23/09/2015

Moi, la vieille folle du régiment des pédés.

« Angry Citizen, un blog très politique et un peu moqueur », c’est ainsi que Damien présente son blog hébergé par le site Yagg. Damien est un jeune gay d’un vingtaine d’années, étudiant en droit et amateur, pêle-mêle, de mangas gays, de pop, de politique. Il aime écrire et arbore une mèche qui lui descend sur les yeux. Il est fan, vous l’aurez compris, de Mylène Farmer. A cause de la mèche, hein. Il semble s’intéresser à diverses thématiques sociétales, comme beaucoup de jeunes de son âge. Il les commente sur son blog, donne son avis, nous fait participer de sa vision du monde et expose son rôle en tant que citoyen. Jusque là, rien que de très classique pour une génération immergée dans le web 2.0 qui participe à sa façon à la vie de la cité. 
Dernièrement, cet angry citizen s’est exprimé dans un texte couperet intitulé pompeusement « Militant ou Militaire : La mort programmée de l’activisme LGBT”. Il y oppose la notion de militantisme versus citoyenneté dans le contexte des luttes pour les droits et s’attarde plus précisément sur les modalités d’action d’une des formes d’engagement citoyen qu’il a dans le collimateur : l’activisme. Le Nostradamus en herbe prédit ainsi la mort de l’activisme LGBT (le militantisme tout court, en fait) convoquant Act Up-Paris, cette cible facile, ce Saint-Sébastien symbolique qu’une importante partie de la « communauté » « LGBT » crible de ses flèches mouillées d'acide depuis plus de 20 ans, persuadée d’avoir trouvé en elle l’incarnation de tous ses maux. 
Je vais tâcher de soulever quelques écueils, approximations et autres contre-vérités dans la prose guerrière et violente de cet as de pique qui s'auto-persuade de vivre dans une société « pacifiée ». Et d’en éclairer les absences. 

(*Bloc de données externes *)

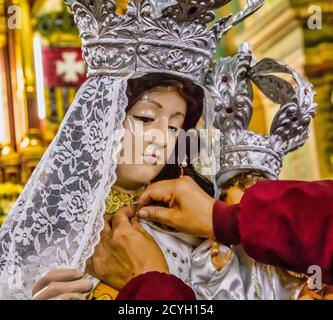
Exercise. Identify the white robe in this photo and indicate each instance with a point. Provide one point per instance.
(189, 259)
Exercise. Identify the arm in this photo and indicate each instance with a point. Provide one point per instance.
(288, 224)
(156, 286)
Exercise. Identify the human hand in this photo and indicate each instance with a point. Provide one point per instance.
(62, 284)
(190, 209)
(125, 251)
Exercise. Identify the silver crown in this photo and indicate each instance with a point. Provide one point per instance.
(153, 36)
(241, 149)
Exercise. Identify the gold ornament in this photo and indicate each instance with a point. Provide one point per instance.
(117, 200)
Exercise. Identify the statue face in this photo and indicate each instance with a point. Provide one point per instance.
(151, 130)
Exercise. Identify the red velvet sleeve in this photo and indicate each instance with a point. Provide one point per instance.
(156, 286)
(288, 224)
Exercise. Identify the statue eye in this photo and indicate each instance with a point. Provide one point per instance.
(143, 119)
(174, 130)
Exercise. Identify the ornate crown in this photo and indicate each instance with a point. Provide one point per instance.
(243, 150)
(169, 36)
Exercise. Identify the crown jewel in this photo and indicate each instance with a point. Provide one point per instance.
(169, 36)
(241, 149)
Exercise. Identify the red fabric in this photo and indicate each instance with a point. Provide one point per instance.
(225, 223)
(156, 286)
(288, 224)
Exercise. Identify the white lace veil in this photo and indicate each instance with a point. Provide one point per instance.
(57, 220)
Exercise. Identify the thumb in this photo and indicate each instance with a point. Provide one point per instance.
(157, 214)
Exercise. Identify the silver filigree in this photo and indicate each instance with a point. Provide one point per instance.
(241, 149)
(170, 37)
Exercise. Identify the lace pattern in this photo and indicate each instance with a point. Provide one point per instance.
(57, 220)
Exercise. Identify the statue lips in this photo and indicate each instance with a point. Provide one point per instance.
(151, 158)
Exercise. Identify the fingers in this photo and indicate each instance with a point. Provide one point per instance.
(157, 214)
(55, 289)
(60, 275)
(70, 296)
(122, 217)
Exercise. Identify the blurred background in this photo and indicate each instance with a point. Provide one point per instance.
(41, 69)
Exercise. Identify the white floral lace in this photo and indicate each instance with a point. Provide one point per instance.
(57, 220)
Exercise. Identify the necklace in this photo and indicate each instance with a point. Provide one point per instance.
(117, 200)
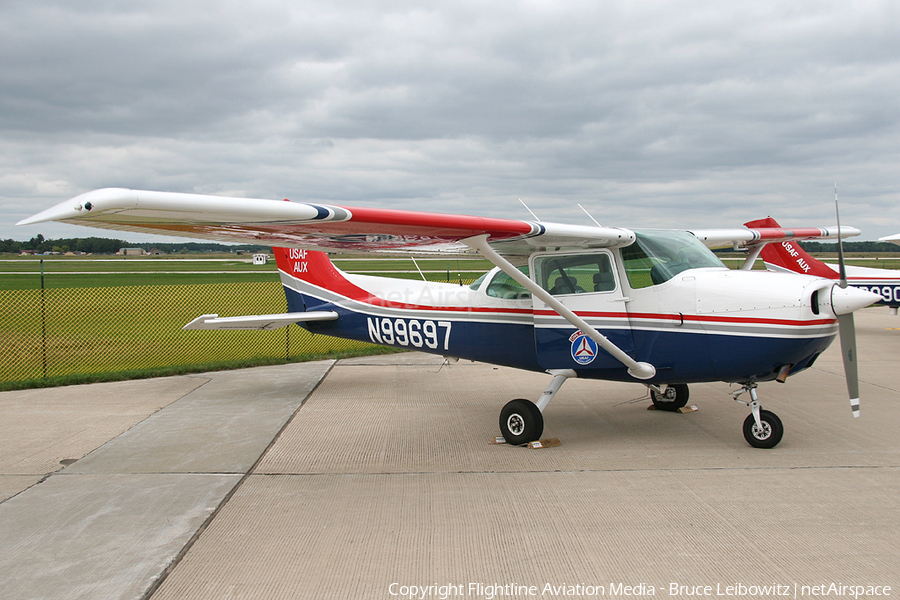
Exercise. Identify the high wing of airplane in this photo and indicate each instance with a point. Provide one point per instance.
(789, 256)
(655, 307)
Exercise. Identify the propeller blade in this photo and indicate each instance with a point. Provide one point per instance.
(846, 327)
(848, 352)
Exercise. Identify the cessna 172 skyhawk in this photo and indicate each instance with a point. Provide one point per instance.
(650, 306)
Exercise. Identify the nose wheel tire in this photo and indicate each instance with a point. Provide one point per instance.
(766, 436)
(675, 397)
(521, 422)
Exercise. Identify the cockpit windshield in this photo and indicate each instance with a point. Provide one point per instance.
(658, 255)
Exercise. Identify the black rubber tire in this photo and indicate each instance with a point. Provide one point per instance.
(521, 422)
(676, 397)
(771, 433)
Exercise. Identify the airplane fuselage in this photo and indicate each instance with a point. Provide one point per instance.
(701, 324)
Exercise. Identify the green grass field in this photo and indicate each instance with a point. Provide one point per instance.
(23, 273)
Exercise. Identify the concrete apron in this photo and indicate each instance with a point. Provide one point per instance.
(110, 524)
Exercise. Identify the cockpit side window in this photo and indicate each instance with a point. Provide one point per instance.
(575, 274)
(657, 256)
(504, 286)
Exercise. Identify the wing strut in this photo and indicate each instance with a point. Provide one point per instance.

Manif d'Act Up-Paris / 1996 (photo Christian Poveda/RIP Bro)
Visibilité et pédagogie
Alors que le jeune homme était encore dans le sac de peau et de tissu fibromusculaire situé à la racine du pénis de son papa, nous autres, âgés comme lui de 20 ans, militions parce qu’il le fallait bien (sida, droits, visibilité). Nos espaces d’expression étaient moins nombreux (je suis né avant les blogs). La reconnaissance de notre citoyenneté pleine et entière passait par la rue, le militantisme, l’utilisation de nos corps dans l’espace public contre les forces de “l’ordre”, par la confrontation avec le système des pouvoirs en place. Pour que l’on ne nous confisque pas notre parole de citoyens. Pour vivre pleinement, il nous fallait être visibles. Rodrigue, un pote, relève une première problématique. Sur sa timeline FB, il dit : "Je ne suis pas d'accord avec cet article. Déjà, quand on invective le passé, le minimum, c'est de le faire avec sa vraie identité et pas un pseudonyme, SURTOUT quand on écrit sur Yagg.” C’est un premier paradoxe. Damien écrit “Le militantisme de demain, c’est Pouhiou qui fait une vidéo contre l’homophobie qui parle de sa vie. C’est GingerForce, une féministe qui explique sa vie d’ancienne femme violentée.” Il met en valeur la visibilité et la pédagogie comme le “militantisme de demain” tout en écrivant sous pseudo dans un média LGBT et en privilégiant l’invective. La visibilité, la pédagogie, c’est bon pour les autres. En effet, pour être pédagogue, il faut être visible. Voilà plus de 30 ans que nos structures sont visibles et que de nombreuses associations ont emprunté cette voie-là, Act Up-Paris compris. Pouhiou rappelle publiquement, hors médium LGBT, que le silence tue. L’équation Silence = Mort est un slogan actupien. Le silence tue et le placard cache, Damien. Ce qui est important, c’est que Pouhiou, lui, l'ait compris. 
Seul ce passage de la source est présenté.